Posterior circulation infarct

Case contributed by Tan (Vivian) Hooi Hooi
Diagnosis certain

Presentation

Giddiness for one day with sudden loss of consciousness.

Patient Data

Age: 50 years
Gender: Male

Ill-defined hypodensity is seen at left cerebellum with loss of grey-white matter differentiation. Associated with mass effect onto the fourth ventricles and effacement of left cerebellar folia and adjacent basal cisterns.

Bilateral lateral and third ventricles are dilated in keeping with acute hydrocephalus.

No intracranial haemorrhage. No midline shift.
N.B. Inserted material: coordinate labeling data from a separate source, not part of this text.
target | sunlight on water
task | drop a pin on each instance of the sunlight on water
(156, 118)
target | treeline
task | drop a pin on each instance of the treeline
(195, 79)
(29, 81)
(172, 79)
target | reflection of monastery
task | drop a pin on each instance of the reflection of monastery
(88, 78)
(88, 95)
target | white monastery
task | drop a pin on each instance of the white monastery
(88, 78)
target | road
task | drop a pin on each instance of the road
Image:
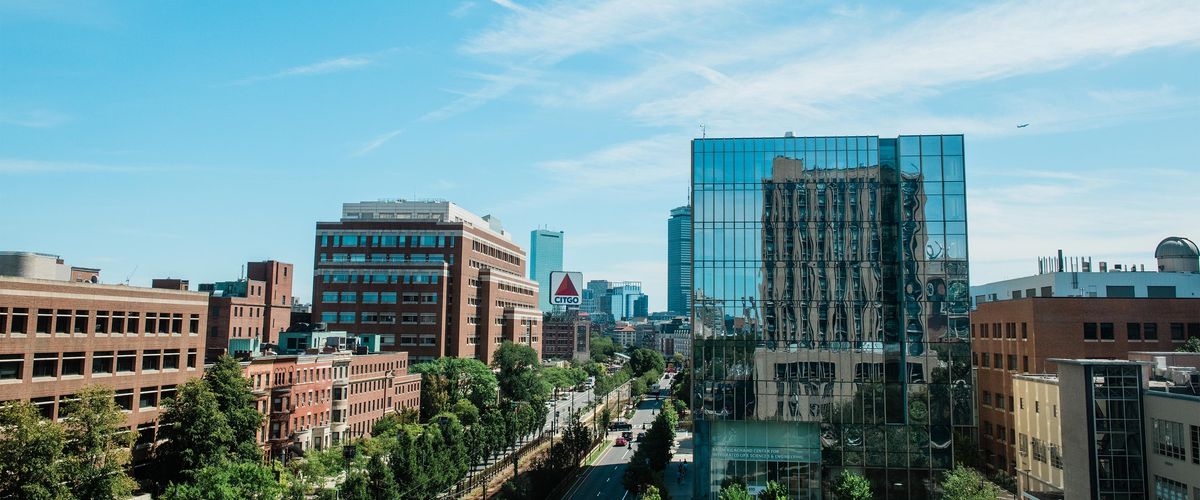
(603, 480)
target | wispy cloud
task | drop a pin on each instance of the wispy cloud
(335, 65)
(35, 119)
(17, 166)
(373, 144)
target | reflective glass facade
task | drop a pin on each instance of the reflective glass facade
(829, 311)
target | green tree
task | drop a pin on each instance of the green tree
(965, 483)
(381, 483)
(646, 360)
(774, 491)
(228, 481)
(30, 450)
(851, 486)
(520, 373)
(228, 383)
(97, 451)
(1192, 345)
(460, 379)
(196, 432)
(735, 492)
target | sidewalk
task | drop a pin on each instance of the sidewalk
(682, 457)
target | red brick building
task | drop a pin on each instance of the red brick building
(249, 312)
(1013, 337)
(60, 336)
(317, 401)
(429, 277)
(567, 336)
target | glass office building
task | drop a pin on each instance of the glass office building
(679, 260)
(829, 312)
(545, 257)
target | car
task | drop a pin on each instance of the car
(621, 426)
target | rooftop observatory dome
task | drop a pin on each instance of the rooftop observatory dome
(1176, 246)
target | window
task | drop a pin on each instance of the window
(151, 359)
(126, 361)
(124, 398)
(19, 320)
(1055, 457)
(1195, 444)
(1169, 439)
(1169, 489)
(149, 397)
(72, 363)
(12, 366)
(46, 365)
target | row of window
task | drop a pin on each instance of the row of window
(381, 277)
(148, 398)
(379, 258)
(17, 320)
(388, 241)
(1140, 331)
(76, 363)
(1000, 361)
(379, 318)
(1170, 440)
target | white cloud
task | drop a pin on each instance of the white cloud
(1105, 214)
(378, 140)
(335, 65)
(35, 119)
(930, 54)
(17, 166)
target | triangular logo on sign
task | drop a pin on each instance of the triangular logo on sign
(567, 287)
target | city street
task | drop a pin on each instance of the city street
(603, 480)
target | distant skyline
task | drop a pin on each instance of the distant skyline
(159, 139)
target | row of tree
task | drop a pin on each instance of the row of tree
(647, 467)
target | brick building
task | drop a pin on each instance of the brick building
(249, 312)
(567, 336)
(58, 336)
(1018, 337)
(317, 401)
(429, 277)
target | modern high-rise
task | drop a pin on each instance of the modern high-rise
(429, 278)
(679, 260)
(545, 257)
(829, 312)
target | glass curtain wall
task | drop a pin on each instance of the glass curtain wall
(829, 311)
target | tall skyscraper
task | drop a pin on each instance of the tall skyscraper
(426, 277)
(831, 311)
(545, 255)
(679, 260)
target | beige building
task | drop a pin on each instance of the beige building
(1038, 433)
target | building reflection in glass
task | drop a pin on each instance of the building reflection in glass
(829, 311)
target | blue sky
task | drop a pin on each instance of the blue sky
(183, 139)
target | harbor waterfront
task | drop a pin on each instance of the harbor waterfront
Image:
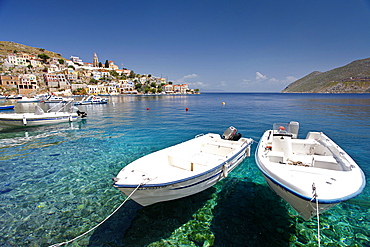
(56, 180)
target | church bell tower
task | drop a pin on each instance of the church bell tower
(95, 60)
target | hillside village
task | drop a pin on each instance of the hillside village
(28, 73)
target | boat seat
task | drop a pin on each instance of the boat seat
(275, 156)
(326, 162)
(303, 146)
(185, 164)
(217, 148)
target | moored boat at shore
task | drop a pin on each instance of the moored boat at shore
(92, 99)
(312, 174)
(6, 107)
(39, 117)
(183, 169)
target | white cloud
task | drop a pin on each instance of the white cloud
(260, 77)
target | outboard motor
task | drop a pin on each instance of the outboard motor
(230, 134)
(81, 114)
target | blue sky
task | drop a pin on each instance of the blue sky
(231, 46)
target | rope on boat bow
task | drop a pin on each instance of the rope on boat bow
(317, 212)
(70, 241)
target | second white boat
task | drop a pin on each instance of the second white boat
(312, 174)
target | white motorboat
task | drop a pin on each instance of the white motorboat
(184, 169)
(312, 174)
(39, 117)
(28, 100)
(92, 99)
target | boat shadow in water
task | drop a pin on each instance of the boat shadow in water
(134, 225)
(250, 214)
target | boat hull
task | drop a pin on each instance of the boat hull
(150, 192)
(304, 207)
(147, 195)
(307, 173)
(7, 107)
(27, 120)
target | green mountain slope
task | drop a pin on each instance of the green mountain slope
(351, 78)
(8, 47)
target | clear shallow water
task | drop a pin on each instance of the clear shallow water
(55, 181)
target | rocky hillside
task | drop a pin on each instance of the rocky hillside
(7, 47)
(351, 78)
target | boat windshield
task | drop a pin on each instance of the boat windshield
(281, 127)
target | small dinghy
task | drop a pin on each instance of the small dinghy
(92, 100)
(310, 174)
(39, 117)
(184, 169)
(6, 107)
Encephalomalacia is seen at the right temporo-occipito-parietal and left frontal regions, likely secondary to previous insult.

mri

Ill-defined T1 hypointense and T2/FLAIR hyperintense signal with patchy enhancement and restricted diffusion is seen at the left cerebellum involving the left cerebellar vermis. Associated with mass effect onto fourth ventricle, adjacent basal cisterns and effacement of the adjacent left cerebellar folia. Inferior descent of the cerebellar tonsils below foramen magnum.  

Blooming artefact on SWI sequence is noted within left cerebellar lesion and right parieto-temporo-occipital region, likely haemosiderin deposits.

No significant midline shift. Bilateral lateral and third ventricles are dilated in keeping with acute hydrocephalus.

Area of T1 low signal intensity and T2 high signal with almost signal suppression on FLAIR sequence and no enhancement is seen at right parieto-temporo-occipital region in keeping with encephalomalacia. No restricted diffusion.

T1 hypointense and T2/ FLAIR hyperintense gliosis with no enhancement and no restricted diffusion is observed at the left frontal lobe. 

Subtle T1 hypointense and T2/ FLAIR hyperintense lesion with no enhancement and no restricted diffusion is seen at the right sided medulla oblongata. 

Case Discussion

This is an unusual case of acute left cerebellar infarct with obstructive hydrocephalus.

Initial CT features was interpreted as cerebellitis or posterior fossa tumour in view of left cerebellar hypodensity showed mass effect and hydrocephalus.

However, clinical history of sudden onset giddiness and loss of consciousness raised the suspicion of acute cerebellar infarct. MRI was done, DWI/ ADC map revealed restricted diffusion and confirmed the diagnosis of recent infarct. Differential diagnosis includes acute cerebellitis with cytotoxic oedema.

Blood culture and sensitivity showed no growth.

Patient was referred to neurosurgical team and underwent decompressive craniectomy to relieve raised intracranial pressure (ICP). Patient survived after operation, recovered and was discharged.